ショックだった。 私が脳内で想定していた「まだ若いつもりの自分」と、現実の「体力が低下した自分」の間に、許容できないほどの乖離(ギャップ)がある。
だが、現実はさらに追い討ちをかけてきた。 翌朝、決定的な事件が起きたのだ。
出社のために、久々にチャコールグレーのスーツに袖を通した時のことだ。 スラックスを履き、いつもの位置でベルトを締めようとした瞬間。 バックルのピンが、穴に届かなかった。
「……は?昨日までは届いてたじゃないか。」
いや、届かないわけではない。 息を限界まで吐き出し、腹を凹ませて無理やり引っ張れば届く。 だが、そうすると腹部が締め付けられ、鏡の中のスーツのシルエットは、私が記憶している「シュッとしたライン」とは明らかに異なっていた。
クリーニングで生地が縮んだか? 昨日の晩酌で浮腫んでいるだけか? あらゆる外的要因を疑ったが、鏡の中に映る事実は、残酷なほど一つの答えしか示していなかった。
これは一時的なバグではない。 長年の運動不足と、代謝の低下によって蓄積された、仕様変更だ。
私は静かに息を吐き、ベルトの穴を一つ緩めた。 カチャリ、という乾いた音が、洗面所に響く。 その音を聞いた瞬間、記憶がフラッシュバックした。
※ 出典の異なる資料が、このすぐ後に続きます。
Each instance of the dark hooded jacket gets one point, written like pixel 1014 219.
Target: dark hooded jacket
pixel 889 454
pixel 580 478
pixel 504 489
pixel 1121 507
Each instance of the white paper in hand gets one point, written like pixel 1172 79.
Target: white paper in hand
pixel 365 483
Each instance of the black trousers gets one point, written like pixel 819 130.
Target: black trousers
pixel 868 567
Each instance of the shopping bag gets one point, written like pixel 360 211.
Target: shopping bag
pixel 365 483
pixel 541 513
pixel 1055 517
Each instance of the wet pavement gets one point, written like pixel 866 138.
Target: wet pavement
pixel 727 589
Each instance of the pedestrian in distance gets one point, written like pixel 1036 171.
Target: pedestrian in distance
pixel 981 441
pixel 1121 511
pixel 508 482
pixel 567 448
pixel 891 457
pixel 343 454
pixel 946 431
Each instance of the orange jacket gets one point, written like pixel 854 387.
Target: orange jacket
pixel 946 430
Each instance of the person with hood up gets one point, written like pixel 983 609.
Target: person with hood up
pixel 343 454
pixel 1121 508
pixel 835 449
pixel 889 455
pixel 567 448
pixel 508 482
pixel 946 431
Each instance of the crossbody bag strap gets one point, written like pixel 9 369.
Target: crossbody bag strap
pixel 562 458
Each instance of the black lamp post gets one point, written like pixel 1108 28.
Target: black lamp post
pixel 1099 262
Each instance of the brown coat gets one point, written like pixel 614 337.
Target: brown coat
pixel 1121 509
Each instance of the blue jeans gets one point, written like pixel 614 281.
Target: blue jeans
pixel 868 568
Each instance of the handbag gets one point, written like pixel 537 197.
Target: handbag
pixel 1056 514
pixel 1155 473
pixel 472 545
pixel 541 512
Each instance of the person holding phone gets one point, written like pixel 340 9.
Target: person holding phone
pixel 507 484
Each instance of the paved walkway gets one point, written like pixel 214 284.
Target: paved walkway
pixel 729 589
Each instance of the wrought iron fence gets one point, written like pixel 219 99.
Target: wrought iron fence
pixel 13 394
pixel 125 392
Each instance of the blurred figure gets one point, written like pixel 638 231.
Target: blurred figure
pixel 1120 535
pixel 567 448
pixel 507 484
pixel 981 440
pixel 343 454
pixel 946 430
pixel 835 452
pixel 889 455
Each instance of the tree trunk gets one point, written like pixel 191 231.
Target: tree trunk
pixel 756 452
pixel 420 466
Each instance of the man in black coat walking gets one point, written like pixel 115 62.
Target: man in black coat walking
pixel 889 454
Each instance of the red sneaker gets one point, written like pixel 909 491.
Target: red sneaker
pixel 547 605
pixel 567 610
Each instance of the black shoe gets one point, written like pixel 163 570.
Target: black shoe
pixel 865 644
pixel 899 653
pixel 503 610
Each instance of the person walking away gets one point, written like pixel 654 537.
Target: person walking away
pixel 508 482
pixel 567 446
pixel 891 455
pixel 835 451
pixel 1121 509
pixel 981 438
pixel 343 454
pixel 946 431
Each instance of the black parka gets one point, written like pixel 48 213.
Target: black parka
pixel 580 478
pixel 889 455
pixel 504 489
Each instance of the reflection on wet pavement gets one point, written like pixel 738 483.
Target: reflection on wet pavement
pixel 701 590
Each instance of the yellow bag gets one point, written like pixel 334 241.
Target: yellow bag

……そういえば、半年前にも同じように、ベルトの穴を一つ緩めたな。
(ここで緩めるのを「当たり前」にしていいのか?)
脳内の緊急警報が鳴り響く。 体型が変わること自体は、年齢を重ねれば自然なことかもしれない。 だが、私が恐れたのは、「自分がコントロールできない速度で、身体が変化していくこと」だった。 このまま何も対策を講じなければ、半年後にはまたベルトを緩めることになるだろう。その次は?
かろうじて保っている(と思っている)自分のアイデンティティを維持するためには、行動が必要だ。 2年前に先送りした「走る」という思いを、今度こそ実行に移さなければならない。
しかし、いつ、どうやって走る? 日中の公園? いや、今の私にはハードルが高い。 明るい陽射しの下で走れるほど、今の自分の体力とフォームに自信がない。 誰かの視線を感じながら走るのは、今のメンタルでは耐えられそうにない。
私はスマホのカレンダーを見る。 今日は木曜日だ。私はスマホのカレンダーを見る。 今日は木曜日だ。
(そうだ、金曜日の夜だ。22時過ぎなら……)
週末の夜、22時。 その時間なら、家族連れもいない。 暗闇に紛れて走れば、誰にも気づかれずに済む。 私のこの「リハビリのような走り出し」を目撃されるリスクを最小限に抑えられる。
そうと決まれば善は急げ……ではなく、計画的にいこう。 私は鏡の中の自分に向け、誰にも聞こえない声で、週末の夜間ランニングを密かに決意した。 それは、誰のためでもない。 自分自身の身体の主導権を取り戻すための、孤独な闘いの始まりだった。